There’s good eats, concerts and multiple art shows that highlight local talent.

Ellis Choe from The Homestretch on CBC Radio has compiled some of those offerings, so check out the events below! 

Food

There’s a pop-up marketplace celebrating prairie food this weekend that also ensures gathering people safely.

The Prairie Grid Market will have over 50 local food and drink vendors at the Carter Cadillac car dealership on Heritage Drive in southeast Calgary.

Dan Clapsen, the organizer of the event, says a majority of the stalls are operated by local restaurant and bar owners.

 “There’s a really interesting build-your-own-cocktail kit booth setup by Cannibale, which is a popular cocktail bar in Bridgeland.

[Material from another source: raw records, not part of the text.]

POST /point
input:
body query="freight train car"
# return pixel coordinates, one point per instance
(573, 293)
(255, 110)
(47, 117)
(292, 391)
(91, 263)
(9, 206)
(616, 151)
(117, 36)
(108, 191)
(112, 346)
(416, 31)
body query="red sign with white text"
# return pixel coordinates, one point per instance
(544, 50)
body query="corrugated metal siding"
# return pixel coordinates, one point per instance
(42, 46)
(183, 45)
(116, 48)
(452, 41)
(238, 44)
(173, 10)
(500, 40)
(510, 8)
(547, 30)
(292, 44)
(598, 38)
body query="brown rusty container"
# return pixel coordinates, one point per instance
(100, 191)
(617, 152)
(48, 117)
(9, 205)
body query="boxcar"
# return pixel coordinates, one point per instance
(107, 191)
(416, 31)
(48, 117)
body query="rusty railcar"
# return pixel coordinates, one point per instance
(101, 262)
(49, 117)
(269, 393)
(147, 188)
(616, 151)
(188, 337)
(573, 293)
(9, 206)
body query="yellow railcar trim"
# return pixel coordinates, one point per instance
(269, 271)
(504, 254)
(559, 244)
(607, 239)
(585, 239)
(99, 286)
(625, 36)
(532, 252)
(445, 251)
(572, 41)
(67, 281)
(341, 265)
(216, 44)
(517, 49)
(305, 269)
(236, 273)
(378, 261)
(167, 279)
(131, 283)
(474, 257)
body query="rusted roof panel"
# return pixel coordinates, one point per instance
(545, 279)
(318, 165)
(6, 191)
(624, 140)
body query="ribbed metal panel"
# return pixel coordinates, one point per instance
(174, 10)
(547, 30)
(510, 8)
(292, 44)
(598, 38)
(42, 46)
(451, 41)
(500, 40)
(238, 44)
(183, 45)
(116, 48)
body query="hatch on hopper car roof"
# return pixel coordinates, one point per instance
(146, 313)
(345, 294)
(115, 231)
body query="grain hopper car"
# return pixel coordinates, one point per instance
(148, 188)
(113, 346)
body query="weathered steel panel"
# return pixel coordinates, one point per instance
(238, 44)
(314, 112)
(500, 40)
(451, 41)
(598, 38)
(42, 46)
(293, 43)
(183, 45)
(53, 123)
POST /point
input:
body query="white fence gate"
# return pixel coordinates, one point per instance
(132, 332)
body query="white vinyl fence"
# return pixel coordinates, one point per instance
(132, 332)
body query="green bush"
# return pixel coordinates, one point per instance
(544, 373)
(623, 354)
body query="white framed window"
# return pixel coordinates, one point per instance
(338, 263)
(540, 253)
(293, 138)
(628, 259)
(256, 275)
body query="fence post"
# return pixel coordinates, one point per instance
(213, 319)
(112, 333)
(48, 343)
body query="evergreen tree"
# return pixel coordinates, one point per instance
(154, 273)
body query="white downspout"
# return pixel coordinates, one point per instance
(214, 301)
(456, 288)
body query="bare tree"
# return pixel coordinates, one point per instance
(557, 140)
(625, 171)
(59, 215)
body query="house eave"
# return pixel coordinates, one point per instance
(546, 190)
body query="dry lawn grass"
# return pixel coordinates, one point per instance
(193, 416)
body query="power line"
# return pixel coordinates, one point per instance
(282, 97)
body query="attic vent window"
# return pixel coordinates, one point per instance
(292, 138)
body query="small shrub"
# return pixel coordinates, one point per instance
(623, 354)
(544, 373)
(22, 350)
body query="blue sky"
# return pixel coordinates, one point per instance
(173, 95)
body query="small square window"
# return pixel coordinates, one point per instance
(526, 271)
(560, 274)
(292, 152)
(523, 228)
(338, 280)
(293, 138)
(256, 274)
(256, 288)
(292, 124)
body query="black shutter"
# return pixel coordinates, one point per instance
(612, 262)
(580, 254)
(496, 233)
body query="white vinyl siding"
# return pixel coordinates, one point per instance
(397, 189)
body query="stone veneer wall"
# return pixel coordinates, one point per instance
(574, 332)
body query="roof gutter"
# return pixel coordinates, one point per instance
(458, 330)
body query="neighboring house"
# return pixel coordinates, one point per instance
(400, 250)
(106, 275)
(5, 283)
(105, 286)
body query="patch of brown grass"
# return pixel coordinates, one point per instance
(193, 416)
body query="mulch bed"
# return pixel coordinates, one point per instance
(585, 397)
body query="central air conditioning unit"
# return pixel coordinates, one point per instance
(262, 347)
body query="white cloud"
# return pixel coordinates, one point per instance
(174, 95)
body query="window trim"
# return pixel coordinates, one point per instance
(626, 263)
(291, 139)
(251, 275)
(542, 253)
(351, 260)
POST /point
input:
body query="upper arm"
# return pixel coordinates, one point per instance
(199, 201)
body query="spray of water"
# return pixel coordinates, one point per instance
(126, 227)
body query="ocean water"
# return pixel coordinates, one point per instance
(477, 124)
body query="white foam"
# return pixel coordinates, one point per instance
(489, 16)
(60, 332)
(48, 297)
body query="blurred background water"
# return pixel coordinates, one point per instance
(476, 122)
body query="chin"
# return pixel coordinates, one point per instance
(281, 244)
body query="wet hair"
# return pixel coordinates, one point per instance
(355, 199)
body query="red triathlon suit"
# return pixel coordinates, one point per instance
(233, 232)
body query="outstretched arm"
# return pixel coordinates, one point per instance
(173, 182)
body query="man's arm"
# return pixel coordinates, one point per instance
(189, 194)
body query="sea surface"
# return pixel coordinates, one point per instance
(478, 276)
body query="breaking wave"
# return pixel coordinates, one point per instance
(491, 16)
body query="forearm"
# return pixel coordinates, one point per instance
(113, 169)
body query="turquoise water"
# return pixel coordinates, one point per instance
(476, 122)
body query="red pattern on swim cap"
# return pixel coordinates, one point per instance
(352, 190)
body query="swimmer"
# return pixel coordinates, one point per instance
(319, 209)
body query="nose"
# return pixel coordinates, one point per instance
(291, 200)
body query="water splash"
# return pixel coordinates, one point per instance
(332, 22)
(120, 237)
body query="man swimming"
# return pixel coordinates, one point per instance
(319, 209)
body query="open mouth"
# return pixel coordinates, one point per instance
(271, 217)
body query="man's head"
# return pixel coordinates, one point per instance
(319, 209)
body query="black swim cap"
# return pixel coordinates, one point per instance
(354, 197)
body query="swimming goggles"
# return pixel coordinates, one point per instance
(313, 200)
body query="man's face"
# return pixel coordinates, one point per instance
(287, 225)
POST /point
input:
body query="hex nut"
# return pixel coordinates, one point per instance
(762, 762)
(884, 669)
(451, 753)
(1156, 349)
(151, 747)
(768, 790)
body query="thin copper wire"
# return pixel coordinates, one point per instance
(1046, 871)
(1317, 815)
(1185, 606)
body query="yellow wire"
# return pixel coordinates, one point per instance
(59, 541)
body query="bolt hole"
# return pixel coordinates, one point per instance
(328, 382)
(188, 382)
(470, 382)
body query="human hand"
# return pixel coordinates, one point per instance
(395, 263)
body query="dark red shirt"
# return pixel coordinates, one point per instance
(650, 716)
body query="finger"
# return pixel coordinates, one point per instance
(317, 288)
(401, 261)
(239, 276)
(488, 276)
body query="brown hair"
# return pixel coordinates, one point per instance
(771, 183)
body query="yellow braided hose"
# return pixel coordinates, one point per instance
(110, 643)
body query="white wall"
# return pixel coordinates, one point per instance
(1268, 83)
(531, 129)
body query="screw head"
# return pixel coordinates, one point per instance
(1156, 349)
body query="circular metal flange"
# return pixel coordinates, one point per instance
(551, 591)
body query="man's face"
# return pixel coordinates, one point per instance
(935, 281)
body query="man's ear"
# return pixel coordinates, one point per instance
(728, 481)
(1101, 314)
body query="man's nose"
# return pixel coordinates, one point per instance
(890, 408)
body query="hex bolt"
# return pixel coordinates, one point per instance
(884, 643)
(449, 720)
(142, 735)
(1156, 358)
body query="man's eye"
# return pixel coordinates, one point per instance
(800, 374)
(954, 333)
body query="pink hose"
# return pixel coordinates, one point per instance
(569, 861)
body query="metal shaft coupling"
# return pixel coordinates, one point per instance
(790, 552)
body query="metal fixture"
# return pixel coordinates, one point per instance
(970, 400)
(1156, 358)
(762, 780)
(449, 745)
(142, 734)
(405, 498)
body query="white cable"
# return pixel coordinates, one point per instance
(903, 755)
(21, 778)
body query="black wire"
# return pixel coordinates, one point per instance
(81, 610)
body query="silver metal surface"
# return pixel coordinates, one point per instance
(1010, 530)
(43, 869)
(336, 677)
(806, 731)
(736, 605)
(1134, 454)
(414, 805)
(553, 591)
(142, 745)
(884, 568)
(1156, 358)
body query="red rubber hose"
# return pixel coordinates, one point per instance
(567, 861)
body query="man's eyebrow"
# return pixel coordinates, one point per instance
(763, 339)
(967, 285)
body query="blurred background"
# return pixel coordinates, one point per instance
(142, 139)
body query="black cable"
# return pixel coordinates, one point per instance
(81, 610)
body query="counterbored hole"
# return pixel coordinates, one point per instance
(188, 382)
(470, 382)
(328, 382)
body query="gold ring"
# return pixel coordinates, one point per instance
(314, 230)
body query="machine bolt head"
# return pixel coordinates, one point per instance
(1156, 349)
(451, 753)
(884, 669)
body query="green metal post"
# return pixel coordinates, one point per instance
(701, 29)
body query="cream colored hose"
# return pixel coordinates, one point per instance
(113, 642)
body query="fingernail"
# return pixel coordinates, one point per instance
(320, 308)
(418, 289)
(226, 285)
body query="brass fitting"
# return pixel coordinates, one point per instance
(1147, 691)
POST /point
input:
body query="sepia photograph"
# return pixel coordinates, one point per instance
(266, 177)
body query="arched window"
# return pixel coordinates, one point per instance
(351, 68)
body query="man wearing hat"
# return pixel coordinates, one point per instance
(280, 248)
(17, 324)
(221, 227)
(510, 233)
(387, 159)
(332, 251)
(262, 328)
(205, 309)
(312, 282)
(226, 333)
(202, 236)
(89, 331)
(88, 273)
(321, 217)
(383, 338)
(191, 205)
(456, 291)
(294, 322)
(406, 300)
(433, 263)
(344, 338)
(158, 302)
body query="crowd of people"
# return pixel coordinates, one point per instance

Bridgette Bar has made a line of dried pastas,” he said.

On Saturday and Sunday, there will be music and art for patrons to enjoy.

It’s recommend you pre-book your visit online, given the limited capacity and physical distancing required.

Balloon Festival

The festival will feature 17 Canadian hot air balloons. ((CBC))

The 8th Heritage Inn International Balloon Festival is underway in High River, but due to COVID-19, only Canadian balloons are participating.

The festival was scheduled to take place from Wednesday through Sunday, although high winds have forced cancellations. As of 2 p.m. on Friday, it was unclear whether they’d be able to take off at 5 p.m. Friday. If not, there are three more chances depending on the weather: Saturday and Sunday at 7:30 a.m. and Saturday at 5 p.m. Check the festival’s Facebook feed to see if it’s a go.

The committee says that while no passengers or spectators will be allowed at the launch site, you can volunteer to be part of the field crew and get a front row seat. 

Karen Williamson, the committee vice-chair, says that while there’s no guarantee, the pilot may let you be a passenger on board as well.

And for those who don’t volunteer, head to the northwest corner of High River to see them launch. 

Arts

If you like road trips and art, you can catch the Most Beautiful Art Tour in Alberta, which is a part of Alberta Culture Days.

Along Highway 22 and Highway 2A, otherwise known as “Cowboy Trail,” there is a community of artists opening their studios and galleries to the public.

Catch artwork in Millarville, Turner Valley, Black Diamond and Okotoks to learn more about the diverse group of artists working outside of Calgary.

The open studio events will be on from Friday to Sunday, but each gallery has different operating hours.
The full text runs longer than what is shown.